Merge branch 'master' into scala-2.9

author: Matei Zaharia <matei@eecs.berkeley.edu> 2011-07-14 00:20:14 -0400
committer: Matei Zaharia <matei@eecs.berkeley.edu> 2011-07-14 00:20:14 -0400
commit: 2fb906e8e58e56a175517a43dc03e3ba50103ee4 (patch)
tree: ae4b1909ccaaec3e176cb07665b37d5288e7ebfe /core
parent: d0c795836476ff0188fd655f18e568bd6ae00d49 (diff)
parent: 2604939f643bca125f5e2fb53e3221202996d41b (diff)

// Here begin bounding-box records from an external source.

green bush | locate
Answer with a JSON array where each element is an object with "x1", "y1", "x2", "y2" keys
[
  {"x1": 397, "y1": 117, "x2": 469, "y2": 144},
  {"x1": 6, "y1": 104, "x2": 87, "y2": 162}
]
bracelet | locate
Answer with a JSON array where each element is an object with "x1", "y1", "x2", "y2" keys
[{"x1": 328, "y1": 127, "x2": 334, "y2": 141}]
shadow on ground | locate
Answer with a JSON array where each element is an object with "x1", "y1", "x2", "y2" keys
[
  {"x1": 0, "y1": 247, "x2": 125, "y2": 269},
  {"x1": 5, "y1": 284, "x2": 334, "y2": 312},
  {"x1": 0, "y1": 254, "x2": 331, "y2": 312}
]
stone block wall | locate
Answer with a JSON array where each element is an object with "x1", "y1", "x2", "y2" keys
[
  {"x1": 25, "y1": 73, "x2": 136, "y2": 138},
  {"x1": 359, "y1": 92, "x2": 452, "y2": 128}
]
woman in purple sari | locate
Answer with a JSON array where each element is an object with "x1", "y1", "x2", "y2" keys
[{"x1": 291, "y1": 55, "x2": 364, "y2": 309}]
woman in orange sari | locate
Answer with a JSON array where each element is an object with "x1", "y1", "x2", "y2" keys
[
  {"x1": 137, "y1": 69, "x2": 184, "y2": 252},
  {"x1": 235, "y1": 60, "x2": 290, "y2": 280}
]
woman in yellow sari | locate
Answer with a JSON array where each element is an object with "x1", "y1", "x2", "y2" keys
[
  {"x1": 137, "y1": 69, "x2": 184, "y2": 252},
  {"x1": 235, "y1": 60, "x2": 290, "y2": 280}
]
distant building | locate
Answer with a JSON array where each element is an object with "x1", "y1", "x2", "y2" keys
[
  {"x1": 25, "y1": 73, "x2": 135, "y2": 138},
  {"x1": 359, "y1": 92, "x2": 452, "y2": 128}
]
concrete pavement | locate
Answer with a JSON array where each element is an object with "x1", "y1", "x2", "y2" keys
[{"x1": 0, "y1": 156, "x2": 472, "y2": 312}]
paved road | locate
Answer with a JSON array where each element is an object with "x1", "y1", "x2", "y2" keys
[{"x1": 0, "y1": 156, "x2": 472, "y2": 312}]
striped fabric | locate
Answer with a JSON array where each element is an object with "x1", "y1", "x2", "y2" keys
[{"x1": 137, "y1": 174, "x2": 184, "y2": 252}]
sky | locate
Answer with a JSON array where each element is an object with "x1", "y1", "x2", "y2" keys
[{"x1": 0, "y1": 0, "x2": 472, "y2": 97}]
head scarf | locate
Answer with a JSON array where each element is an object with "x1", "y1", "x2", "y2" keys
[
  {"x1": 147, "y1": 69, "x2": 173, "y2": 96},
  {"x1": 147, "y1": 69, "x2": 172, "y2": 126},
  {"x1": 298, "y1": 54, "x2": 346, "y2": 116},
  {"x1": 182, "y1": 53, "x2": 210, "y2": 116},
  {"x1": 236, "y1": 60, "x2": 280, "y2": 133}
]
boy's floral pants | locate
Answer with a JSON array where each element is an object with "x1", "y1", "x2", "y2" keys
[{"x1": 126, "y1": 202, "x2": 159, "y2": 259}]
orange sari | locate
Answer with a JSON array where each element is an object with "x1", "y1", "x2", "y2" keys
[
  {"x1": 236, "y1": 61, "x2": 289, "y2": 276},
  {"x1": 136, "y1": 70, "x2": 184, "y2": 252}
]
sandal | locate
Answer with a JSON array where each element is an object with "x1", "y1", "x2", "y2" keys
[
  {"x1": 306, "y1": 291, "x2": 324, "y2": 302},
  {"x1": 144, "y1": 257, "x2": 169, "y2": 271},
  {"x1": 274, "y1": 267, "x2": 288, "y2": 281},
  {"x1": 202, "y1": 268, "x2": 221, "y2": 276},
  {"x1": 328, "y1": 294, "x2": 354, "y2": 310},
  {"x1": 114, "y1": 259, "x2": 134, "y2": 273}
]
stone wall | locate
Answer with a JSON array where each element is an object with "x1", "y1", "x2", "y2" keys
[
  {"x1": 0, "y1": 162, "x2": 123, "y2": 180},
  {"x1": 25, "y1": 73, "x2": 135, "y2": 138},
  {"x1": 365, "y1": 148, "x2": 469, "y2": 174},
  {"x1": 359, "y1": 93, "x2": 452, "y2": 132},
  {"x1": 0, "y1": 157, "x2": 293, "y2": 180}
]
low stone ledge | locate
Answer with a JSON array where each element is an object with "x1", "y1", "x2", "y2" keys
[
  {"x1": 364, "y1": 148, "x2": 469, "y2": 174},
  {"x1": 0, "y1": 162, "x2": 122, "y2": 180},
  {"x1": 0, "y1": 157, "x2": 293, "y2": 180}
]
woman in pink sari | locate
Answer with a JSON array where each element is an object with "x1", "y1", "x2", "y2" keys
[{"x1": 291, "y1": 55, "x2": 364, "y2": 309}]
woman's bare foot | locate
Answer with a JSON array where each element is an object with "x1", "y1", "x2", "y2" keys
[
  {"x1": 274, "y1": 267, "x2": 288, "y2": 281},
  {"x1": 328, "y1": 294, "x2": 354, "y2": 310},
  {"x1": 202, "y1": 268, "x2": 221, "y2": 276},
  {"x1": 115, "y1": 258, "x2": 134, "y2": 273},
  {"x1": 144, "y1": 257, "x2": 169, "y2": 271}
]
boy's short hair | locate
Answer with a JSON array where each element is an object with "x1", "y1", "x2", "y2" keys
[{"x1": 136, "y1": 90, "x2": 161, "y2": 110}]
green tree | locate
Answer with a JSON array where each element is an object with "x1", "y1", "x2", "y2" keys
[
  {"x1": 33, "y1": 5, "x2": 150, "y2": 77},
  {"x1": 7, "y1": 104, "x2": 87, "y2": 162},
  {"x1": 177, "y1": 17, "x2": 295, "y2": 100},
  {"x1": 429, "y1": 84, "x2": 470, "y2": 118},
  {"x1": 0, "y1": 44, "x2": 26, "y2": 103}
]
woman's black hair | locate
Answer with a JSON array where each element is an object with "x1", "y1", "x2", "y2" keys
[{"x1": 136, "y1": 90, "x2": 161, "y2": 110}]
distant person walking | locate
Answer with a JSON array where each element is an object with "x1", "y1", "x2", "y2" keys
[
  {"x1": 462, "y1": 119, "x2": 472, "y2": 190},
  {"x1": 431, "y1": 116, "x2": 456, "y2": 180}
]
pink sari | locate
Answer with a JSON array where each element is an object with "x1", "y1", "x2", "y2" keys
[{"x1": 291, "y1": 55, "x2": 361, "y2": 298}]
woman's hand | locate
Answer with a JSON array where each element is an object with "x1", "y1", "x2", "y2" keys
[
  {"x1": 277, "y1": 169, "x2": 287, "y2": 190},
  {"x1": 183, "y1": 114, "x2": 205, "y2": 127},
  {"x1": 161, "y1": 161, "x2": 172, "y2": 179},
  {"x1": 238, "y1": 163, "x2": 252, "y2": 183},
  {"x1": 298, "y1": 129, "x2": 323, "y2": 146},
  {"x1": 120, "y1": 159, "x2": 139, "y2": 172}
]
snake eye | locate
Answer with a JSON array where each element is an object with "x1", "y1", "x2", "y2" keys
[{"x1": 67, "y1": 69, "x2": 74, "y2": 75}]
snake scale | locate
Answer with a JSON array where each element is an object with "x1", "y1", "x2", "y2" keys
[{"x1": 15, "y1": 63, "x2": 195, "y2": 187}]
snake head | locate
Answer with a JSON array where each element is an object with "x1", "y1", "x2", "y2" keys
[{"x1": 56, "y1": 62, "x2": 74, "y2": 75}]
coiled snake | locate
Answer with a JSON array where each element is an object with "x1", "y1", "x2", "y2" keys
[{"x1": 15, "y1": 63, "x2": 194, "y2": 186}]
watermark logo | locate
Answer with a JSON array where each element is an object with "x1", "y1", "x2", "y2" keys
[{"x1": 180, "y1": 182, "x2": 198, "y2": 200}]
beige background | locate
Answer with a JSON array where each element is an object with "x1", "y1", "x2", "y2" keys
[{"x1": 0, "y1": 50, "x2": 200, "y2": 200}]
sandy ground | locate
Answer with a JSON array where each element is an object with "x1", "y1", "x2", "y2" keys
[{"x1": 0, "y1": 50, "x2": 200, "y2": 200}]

download: spark-2fb906e8e58e56a175517a43dc03e3ba50103ee4.tar.gz
spark-2fb906e8e58e56a175517a43dc03e3ba50103ee4.tar.bz2
spark-2fb906e8e58e56a175517a43dc03e3ba50103ee4.zip
3 files changed, 77 insertions, 8 deletions
diff --git a/core/src/main/scala/spark/SequenceFileRDDFunctions.scala b/core/src/main/scala/spark/SequenceFileRDDFunctions.scala
index 7f591137c6..278f76fb19 100644
--- a/core/src/main/scala/spark/SequenceFileRDDFunctions.scala
+++ b/core/src/main/scala/spark/SequenceFileRDDFunctions.scala
@@ -40,6 +40,7 @@ class SequenceFileRDDFunctions[K <% Writable: ClassManifest, V <% Writable : Cla
         classManifest[T].erasure
       else
         implicitly[T => Writable].getClass.getMethods()(0).getReturnType
+       // TODO: use something like WritableConverter to avoid reflection
     }
     c.asInstanceOf[Class[ _ <: Writable]]
   }
diff --git a/core/src/main/scala/spark/SparkContext.scala b/core/src/main/scala/spark/SparkContext.scala
index e48d0f1940..f09ea3da3f 100644
--- a/core/src/main/scala/spark/SparkContext.scala
+++ b/core/src/main/scala/spark/SparkContext.scala
@@ -129,18 +129,30 @@ extends Logging {
   }
 
   /**
-   * Smarter version of sequenceFile() that obtains the key and value classes
-   * from ClassManifests instead of requiring the user to pass them directly.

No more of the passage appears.